Jeder FC-Fan hat es mitbekommen: der 1. FC Köln darf nach einer durch die FIFA verhängte und vom internationalen Sportgericht CAS bestätigte Transfersperre noch bis zum 1.1.2025 keine neuen Spieler registrieren. Insgesamt zwei Transferfenster lang hat der FC dann im Transfergefängnis gesessen. Wie groß die Auswirkungen auf den Effzeh sein werden, ist jetzt noch gar nicht absehbar, aber so viel ist klar: weder konnte man im Winter den Kader neu justieren, auch nicht nach den fast zeitgleichen Verletzungen der beiden Stürmer Davie Selke und Luca Waldschmidt, noch konnte man perspektivisch schon einmal den Kader für die kommende Saison basteln.
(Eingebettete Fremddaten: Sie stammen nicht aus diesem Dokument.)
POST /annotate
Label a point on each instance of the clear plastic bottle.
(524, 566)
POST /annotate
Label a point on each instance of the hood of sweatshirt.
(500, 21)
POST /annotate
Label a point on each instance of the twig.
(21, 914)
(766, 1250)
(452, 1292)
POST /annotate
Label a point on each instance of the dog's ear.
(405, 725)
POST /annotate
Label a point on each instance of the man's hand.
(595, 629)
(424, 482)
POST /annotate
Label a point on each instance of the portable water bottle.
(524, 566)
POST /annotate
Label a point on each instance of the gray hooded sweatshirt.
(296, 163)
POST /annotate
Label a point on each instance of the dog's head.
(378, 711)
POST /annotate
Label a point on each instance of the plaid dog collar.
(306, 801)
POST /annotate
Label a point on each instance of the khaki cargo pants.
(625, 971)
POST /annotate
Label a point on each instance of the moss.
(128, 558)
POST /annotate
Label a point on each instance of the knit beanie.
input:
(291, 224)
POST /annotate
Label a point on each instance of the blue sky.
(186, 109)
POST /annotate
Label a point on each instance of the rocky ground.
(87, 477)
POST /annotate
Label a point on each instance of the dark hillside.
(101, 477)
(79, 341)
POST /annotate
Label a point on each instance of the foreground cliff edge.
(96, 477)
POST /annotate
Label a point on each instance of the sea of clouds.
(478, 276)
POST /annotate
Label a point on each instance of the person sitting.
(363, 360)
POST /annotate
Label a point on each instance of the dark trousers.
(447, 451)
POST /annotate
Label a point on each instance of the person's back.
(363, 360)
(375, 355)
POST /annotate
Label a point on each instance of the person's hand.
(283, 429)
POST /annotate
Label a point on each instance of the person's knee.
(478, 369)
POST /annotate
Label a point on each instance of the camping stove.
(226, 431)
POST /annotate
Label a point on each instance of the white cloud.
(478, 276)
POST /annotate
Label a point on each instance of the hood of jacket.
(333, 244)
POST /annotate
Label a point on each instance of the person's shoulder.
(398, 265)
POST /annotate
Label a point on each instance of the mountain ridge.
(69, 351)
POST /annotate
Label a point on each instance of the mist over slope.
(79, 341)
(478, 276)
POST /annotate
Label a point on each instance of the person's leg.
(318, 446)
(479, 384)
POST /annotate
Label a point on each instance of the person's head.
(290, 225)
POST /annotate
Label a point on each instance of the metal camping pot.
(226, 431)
Dazu kommt, dass Spieler, die vermeintlich bereits fest zugesagt hatten, auf Grund der ersten Phase der Transfersperre – bevor diese wieder ausgesetzt wurde – der Unsicherheit wegen wieder abgesprungen seien. FC-Präsident Werner Wolf sprach daher von einer Sperre von “drei Transferphasen” und von “sieben Spielern”, die dem FC entgangen seien. Am Ende stand gar der Abstieg – eben auch, weil die Offensive nicht nachgebessert werden konnte. Dass ausgerechnet Benedict Hollerbach, mit dem der FC sich dem Vernehmen nach vor der Transfersperre schon handelseinig war, zeitgleich Union Berlin auf die Siegerstraße gegen Freiburg gebracht hat, ist nur die Spitze des Eisberges.

Doch nun der Hammer: womöglich verstößt diese Transfersperre gegen geltendes EU-Recht!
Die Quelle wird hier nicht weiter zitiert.